(no title)
Wonderfall | 1 year ago
Additionally, I'm not dismissive of the non-linear nature of transformers which I'm familiar with. Attention mechanism is a lot more complex than a linear relationship between the prediction and the past inputs, yes. But the end result remains sequential prediction. Ironically, diffusion models are kind of the opposite: sequential internally, parallel prediction at each step.
(Note: added note on terminology since the confusion arised by my use of "linearity", which was not referring to the attention mechanism itself. I've read so many papers that are perfectly fine with the use of "autoregressive" for this paradigm that I forgot some people coming from traditional statistics may be confused. Also "based on the last word" was wrong and meant "last words" or "previous words", obviously.)
All that being said, I don't think it's fair to say one doesn't understand how transformers work solely because of semantic interpretation. I appreciate the feedback though!
nikhilsimha|1 year ago
It could very well be that the internal mechanism of our thought has an auto-regressive reasoning component.
With the full system effectively "combining" short term memory (what just happened) and "pruned" long-term memory (what relevant things i know from the past) and pushing that into a RAW autoregressive reasoning component.

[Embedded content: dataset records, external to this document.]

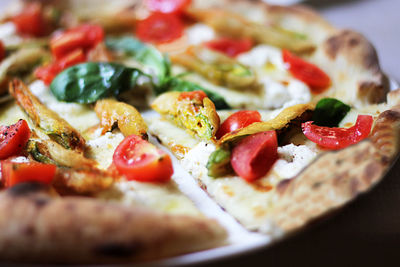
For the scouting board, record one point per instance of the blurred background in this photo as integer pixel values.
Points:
(366, 232)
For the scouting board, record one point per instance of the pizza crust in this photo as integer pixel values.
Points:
(337, 177)
(34, 227)
(345, 55)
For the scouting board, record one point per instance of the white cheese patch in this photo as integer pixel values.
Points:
(102, 147)
(292, 159)
(247, 202)
(79, 116)
(260, 55)
(161, 197)
(199, 33)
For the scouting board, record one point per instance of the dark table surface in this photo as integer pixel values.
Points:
(366, 232)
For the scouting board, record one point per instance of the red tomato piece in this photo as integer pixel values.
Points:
(238, 120)
(2, 51)
(254, 156)
(307, 72)
(13, 138)
(49, 72)
(230, 47)
(167, 6)
(337, 138)
(140, 160)
(85, 37)
(14, 173)
(160, 28)
(30, 21)
(198, 95)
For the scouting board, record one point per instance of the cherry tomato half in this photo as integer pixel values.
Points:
(167, 6)
(49, 72)
(337, 138)
(160, 28)
(237, 120)
(13, 138)
(14, 173)
(85, 36)
(230, 47)
(30, 21)
(309, 73)
(140, 160)
(254, 156)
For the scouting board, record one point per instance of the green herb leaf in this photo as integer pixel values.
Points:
(219, 162)
(329, 112)
(176, 84)
(88, 82)
(143, 53)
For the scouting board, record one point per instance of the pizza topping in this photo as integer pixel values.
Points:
(197, 115)
(31, 20)
(15, 173)
(329, 112)
(160, 28)
(106, 79)
(13, 138)
(140, 160)
(167, 6)
(70, 48)
(49, 121)
(218, 163)
(155, 63)
(254, 155)
(309, 73)
(199, 33)
(238, 120)
(338, 138)
(48, 72)
(176, 84)
(84, 37)
(282, 120)
(217, 68)
(125, 116)
(230, 47)
(236, 26)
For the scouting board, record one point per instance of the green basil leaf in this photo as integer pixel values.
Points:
(219, 162)
(143, 53)
(176, 84)
(329, 112)
(86, 83)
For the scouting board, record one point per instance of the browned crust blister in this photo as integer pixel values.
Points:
(38, 228)
(337, 177)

It is also possible that another specialized auto regressive reasoning component is driving the "prune" and "combine" operations. This whole system could be solely represented in the larger network.
The argument that "intelligence cannot be auto-regressive" seems to be without basis to me.
> there is strong evidence that not all thinking is linguistic or sequential.
It is possible that a system wrapping a core auto-regressive reasoner can produce non-sequential thinking - even if you don't allow for weight updates.
Wonderfall|1 year ago
I also mentioned that I'm supportive of architectures that will integrate autoregressive components. Totally agree with that.